No wonder Hubby mistook this for a backwater from the road. There’s barely a ripple on the surface of the Columbia River. What a gorgeous vista!

The girls were happy to get back on the trail, sniffing smells and chasing leaves.

Back in the car, they snuggled on my lap and snoozed all the way to our next stop – Wapta Falls in Yoho National Park.

Join me next week as we visit one of Canada’s largest waterfalls.

Georgie & Bella’s First Road Trip, Part Two – Golden’s Rotary Trails

We arrived in Golden, the next stop on our trip to Alberta, late on that sunny September afternoon, having taken longer at Moses Creek Falls (link to that story) than I’d allocated. After checking into the pet-friendly Travelodge, we drove to Spirit Square, where the Kicking Horse Pedestrian Bridge connects with Golden’s Rotary Trails.

I’d originally hoped to walk the entire seven kilometre loop, but with only a couple of hours of daylight left, we opted for the section that runs along the Kicking Horse River towards Confluence Park – the meeting point of the Columbia and Kicking Horse Rivers. (The trail is outlined in green below)
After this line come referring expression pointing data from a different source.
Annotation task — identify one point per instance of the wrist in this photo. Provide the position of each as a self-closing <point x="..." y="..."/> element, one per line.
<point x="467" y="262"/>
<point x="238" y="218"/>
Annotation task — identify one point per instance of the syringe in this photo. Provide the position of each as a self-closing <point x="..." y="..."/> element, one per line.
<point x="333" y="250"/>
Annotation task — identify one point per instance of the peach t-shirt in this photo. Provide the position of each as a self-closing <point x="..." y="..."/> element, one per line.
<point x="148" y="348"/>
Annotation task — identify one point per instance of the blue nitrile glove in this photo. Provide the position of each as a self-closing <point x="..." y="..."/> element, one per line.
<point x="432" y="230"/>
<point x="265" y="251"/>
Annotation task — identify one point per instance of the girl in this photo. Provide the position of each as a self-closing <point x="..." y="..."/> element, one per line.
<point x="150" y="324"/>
This timber-framed covered bridge is the longest freestanding span in Canada, measuring forty-six meters across.

On the other side, a gravel path follows the turquoise-hued Kicking Horse River in both directions. We went to the right.

Looking back towards the Kicking Horse Pedestrian Bridge.
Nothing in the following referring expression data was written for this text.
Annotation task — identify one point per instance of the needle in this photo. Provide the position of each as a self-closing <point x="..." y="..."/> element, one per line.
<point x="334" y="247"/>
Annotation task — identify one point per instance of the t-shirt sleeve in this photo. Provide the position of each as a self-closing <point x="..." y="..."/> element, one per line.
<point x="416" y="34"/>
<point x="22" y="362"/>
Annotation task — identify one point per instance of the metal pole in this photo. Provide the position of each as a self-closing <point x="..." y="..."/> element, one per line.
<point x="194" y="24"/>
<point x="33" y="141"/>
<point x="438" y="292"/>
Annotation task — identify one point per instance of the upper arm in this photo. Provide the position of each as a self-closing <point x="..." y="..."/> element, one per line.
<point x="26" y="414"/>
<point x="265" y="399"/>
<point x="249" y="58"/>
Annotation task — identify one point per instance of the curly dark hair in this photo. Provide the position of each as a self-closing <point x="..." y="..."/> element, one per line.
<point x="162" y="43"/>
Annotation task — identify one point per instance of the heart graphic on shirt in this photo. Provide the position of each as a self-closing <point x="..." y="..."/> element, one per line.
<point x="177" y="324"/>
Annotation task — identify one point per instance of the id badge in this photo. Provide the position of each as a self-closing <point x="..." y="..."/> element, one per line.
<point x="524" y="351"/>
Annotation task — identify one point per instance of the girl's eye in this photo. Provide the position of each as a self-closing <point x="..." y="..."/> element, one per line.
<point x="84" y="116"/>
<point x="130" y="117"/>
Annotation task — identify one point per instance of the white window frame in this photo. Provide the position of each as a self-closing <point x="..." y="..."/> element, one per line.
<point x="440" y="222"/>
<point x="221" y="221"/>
The puppies were thrilled to be released from the confines of the car, and eagerly sniffed and explored every new smell. We met a massive dog (Irish wolfhound?) along the way. The poor lady could barely control the huge creature when Bella and it wanted to make friends.
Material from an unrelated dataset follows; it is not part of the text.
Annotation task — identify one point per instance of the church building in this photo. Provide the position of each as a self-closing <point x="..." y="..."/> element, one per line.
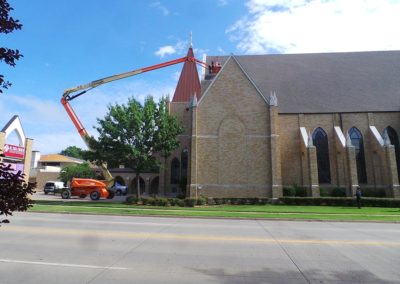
<point x="255" y="124"/>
We veered off the trail at the point where it leads away from the river, and followed Fisher Road in search of Confluence Park. We crossed a wide set of train tracks and eventually, when the road took a left turn beside a small airstrip, Hubby suggested we turn back. With dusk setting in and still no obvious signs of the park ahead, I reluctantly agreed.

Before we left, I asked Hubby to photograph this teepee structure I’d spotted in a clearing beside what he thought was a backwater. (More about this in next week’s post)

Back on the trail, I stopped to take a picture of Hubby and Georgie, while Bella eagerly tugged to join them.

Meanwhile, Hubby took a picture of me taking a picture of him. (Fisher Road is visible behind me)

The fall foliage lining the aquamarine water enlivened the trail with spectacular colour.

The evening sky offered its own brilliant show of colour.

Back at the Travelodge, the girls watched nervously while Hubby unloaded our gear from the car.

Didn’t take Bella long to make herself at home.

And she soon succumbed to her strenuous day.

Georgie took a little longer to unwind.

But then exhaustion claimed her as well, and they both snoozed the evening away.